Biagio Conte inizia un altro periodo di digiuno e preghiera per scongiurare i venti di guerra che arrivano anche in Sicilia. Il frate laico dopo 216 giorni di preghiera e di penitenza, dal 9 luglio del 2021, in una grotta del Palermitano, da tre giorni ha iniziato un digiuno radicale, unico nutrimento eucarestia e acqua.

Biagio Conte prega nella grotta che si trova nel Palermitano. “Aumentano le tante ingiustizie, le violenze, le sopraffazioni e le tante dominazioni, con il rischio di una nuova guerra mondiale”. Questo il suo messaggio.

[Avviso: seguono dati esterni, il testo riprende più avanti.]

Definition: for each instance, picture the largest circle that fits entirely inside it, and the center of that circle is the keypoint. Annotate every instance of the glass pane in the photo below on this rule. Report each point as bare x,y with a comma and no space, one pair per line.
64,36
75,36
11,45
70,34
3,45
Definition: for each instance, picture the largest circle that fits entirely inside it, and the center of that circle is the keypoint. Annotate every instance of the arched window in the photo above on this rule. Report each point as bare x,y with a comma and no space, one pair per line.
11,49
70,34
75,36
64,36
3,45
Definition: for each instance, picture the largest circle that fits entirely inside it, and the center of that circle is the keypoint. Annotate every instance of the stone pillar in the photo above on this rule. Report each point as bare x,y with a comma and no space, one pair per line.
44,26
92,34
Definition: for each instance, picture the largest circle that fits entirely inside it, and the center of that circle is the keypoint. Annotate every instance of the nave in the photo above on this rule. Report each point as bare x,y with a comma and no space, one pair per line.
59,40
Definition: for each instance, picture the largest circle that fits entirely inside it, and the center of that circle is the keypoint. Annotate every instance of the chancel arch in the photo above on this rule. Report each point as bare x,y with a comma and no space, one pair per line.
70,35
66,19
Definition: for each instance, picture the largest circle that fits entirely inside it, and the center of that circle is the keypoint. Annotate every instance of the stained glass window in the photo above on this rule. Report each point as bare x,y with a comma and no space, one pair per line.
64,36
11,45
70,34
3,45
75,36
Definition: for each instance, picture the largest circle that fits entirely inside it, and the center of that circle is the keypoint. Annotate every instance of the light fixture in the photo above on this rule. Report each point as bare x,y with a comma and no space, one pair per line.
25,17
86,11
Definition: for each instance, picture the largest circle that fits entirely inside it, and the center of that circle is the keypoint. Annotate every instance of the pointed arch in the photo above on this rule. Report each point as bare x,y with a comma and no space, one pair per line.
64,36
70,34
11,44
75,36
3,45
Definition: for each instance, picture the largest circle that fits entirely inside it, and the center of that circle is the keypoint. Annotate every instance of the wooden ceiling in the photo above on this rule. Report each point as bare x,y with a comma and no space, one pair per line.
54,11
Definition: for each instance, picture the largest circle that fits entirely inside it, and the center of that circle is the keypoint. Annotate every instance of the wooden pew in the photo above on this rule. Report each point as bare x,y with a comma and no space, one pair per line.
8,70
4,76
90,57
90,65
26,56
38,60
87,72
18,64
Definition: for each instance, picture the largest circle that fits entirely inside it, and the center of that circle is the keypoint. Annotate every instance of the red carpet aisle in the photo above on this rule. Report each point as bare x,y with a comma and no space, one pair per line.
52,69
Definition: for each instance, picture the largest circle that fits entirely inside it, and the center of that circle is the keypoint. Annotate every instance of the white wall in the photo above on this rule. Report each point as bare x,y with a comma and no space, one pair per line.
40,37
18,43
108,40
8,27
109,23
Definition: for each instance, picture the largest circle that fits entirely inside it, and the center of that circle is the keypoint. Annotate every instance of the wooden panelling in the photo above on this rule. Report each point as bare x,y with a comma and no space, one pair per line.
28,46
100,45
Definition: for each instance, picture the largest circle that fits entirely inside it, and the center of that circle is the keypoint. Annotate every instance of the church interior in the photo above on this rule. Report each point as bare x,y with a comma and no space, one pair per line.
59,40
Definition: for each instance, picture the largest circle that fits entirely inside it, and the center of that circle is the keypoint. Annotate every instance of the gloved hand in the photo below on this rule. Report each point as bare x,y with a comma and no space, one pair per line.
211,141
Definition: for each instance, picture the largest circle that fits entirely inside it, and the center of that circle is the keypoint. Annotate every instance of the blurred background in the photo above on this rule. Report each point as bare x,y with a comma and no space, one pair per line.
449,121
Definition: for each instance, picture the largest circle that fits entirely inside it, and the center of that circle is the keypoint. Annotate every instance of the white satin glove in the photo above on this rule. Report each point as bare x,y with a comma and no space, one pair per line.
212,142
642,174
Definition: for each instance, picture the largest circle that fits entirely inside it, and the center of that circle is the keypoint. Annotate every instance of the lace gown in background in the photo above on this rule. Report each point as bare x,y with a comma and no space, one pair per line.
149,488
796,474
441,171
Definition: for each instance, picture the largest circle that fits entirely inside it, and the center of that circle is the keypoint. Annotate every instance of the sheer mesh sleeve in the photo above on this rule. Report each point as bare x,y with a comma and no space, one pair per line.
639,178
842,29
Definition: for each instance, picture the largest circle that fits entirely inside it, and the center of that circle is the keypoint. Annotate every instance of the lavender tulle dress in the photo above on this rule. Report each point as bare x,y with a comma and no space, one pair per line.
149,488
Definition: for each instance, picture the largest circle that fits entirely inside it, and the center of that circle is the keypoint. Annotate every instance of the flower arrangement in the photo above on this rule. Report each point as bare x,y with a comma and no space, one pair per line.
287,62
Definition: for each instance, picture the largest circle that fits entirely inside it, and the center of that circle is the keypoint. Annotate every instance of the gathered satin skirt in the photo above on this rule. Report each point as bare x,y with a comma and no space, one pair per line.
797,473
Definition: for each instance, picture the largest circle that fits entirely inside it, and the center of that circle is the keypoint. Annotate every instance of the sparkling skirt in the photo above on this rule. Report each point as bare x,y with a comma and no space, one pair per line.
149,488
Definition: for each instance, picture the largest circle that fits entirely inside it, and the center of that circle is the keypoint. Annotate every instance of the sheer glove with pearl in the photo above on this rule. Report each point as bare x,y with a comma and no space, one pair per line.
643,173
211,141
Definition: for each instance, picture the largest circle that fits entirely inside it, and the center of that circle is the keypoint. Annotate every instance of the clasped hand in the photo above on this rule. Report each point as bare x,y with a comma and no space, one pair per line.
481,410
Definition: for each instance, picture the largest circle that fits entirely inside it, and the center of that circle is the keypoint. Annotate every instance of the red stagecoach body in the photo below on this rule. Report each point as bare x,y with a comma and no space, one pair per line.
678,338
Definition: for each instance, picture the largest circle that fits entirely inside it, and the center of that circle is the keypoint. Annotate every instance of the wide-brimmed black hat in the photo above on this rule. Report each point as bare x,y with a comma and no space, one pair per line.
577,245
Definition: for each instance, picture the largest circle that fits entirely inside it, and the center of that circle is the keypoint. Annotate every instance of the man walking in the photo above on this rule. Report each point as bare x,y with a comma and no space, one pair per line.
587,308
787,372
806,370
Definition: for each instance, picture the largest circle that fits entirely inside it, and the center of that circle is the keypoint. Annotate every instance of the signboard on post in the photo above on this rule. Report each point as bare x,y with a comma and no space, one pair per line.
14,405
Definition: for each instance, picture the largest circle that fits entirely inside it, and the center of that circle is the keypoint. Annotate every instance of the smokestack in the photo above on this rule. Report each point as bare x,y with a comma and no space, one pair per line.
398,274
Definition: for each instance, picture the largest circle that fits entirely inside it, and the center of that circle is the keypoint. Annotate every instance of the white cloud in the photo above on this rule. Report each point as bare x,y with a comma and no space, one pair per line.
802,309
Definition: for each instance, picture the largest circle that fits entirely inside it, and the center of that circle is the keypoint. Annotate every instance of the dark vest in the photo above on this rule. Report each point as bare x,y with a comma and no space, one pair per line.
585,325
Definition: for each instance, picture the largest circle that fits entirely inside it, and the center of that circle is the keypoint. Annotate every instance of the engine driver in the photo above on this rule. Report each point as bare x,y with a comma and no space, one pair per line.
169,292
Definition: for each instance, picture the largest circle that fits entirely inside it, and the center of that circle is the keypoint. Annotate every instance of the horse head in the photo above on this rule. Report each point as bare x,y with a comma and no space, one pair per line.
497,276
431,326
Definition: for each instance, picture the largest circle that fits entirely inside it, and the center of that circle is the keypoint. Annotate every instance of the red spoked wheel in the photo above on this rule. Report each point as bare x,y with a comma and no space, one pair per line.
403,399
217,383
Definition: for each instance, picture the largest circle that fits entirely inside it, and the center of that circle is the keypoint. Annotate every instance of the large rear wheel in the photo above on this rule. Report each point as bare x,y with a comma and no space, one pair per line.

In un mondo in cui ormai prevalgono egoismo e cattiveria, secondo Biagio Conre, “è urgentissimo ritornare al buon Dio e aprire il nostro cuore alla sua misericordia”. Ed esorta i fedeli. “Vi prego è doveroso tornare al buon Dio e al rispetto e all’aiuto degli altri, soprattutto dei più bisognosi e sicuramente questa umanità, che sta soffrendo, migliorerà e si ristabilirà nella giustizia, nella pace e nella speranza”.

Così inizia il nuovo periodo di sacrificio, “affinché allontaniamo il tanto male che ci sta schiacciando e dominando”. “Preghiamo tutti insieme il buon Dio per scongiurare il rischio di una nuova guerra mondiale e per le tantissime guerre che dilaniano il mondo, per la liberazione definitiva dalla pandemia, dal covid e da tutte le violenze e le ingiustizie.